Output distribution of rand(Float32) and rand(Float64), thread 2

It occurs to me that the relative cdf error argument is also implicitly related to why we’d want to sample more densely at the lower end of [0,1) at all. If all we care about is maximum absolute cdf error, then why would we care about sampling more finely than eps(0.5) since that’s the finest we can sample at the top of the interval? Partly, it’s appealing just because we can do better relatively easily and bit twiddling is fun.
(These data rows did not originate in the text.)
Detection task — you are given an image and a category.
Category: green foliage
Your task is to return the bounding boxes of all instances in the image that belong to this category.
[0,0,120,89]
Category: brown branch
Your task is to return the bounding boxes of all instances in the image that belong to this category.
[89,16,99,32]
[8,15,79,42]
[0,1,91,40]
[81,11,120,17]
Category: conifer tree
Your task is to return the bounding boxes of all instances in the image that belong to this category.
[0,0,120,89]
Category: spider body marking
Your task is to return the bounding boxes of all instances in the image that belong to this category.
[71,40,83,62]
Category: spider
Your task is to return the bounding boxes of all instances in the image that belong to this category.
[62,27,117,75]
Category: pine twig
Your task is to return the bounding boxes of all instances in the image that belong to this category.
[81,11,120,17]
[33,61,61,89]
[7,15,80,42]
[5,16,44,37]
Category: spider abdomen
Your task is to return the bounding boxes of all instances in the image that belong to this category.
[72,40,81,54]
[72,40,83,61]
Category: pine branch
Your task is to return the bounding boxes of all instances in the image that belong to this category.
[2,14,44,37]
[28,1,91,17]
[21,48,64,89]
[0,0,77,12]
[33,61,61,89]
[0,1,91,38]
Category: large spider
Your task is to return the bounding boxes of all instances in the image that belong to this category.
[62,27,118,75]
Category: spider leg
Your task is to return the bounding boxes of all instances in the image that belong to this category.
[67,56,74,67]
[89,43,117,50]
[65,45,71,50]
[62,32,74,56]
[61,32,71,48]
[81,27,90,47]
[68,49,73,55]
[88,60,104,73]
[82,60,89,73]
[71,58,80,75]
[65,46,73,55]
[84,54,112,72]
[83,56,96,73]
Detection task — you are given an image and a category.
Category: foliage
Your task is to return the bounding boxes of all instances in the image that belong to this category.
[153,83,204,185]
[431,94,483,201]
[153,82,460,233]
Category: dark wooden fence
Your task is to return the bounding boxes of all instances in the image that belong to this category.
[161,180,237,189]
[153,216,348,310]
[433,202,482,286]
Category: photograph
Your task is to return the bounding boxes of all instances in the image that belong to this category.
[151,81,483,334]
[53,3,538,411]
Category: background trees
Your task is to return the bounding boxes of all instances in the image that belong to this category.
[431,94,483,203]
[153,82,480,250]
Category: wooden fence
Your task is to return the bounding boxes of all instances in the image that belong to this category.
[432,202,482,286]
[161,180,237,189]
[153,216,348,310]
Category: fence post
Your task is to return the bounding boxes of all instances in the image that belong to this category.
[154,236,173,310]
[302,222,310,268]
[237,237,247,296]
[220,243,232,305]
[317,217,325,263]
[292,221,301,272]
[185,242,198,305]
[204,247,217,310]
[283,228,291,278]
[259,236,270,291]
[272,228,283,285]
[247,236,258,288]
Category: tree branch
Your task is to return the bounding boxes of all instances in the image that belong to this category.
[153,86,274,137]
The real problem that we keep coming back to, however, is the fact that eps(Float32(0.5)) is pretty big (relative to what?)—around 6e-8. But we don’t have an issue with that at the high end of the interval, so why is it a problem at the low end? In principle you can’t make an argument that distinguishes these based solely on absolute cdf error, so by even admitting that we should sample more finely at the lower end of the interval, we are implicitly admitting that something besides absolute cdf error must matter. And all the arguments seem to boil down to picking a very small x and demonstrating that P(rand() < x) is way too big relative to x. Which is precisely the relative cdf argument.

So I think that if we’re conceding that we need to do something different for rand(Float32) in the first place (which we are), then we need consider why we’re conceding that and what it says about our goodness criteria for rand.

3 Likes

Awesome, that’s what I was looking for — both the algorithm foundation and the theoretical motivation. I see you.

On the algorithm, I do really like having a monotonic transform function if possible — it’s eminently more testable. If we can get something working there, that’d be awesome. I think that’s what @mikmoore’s versions did above.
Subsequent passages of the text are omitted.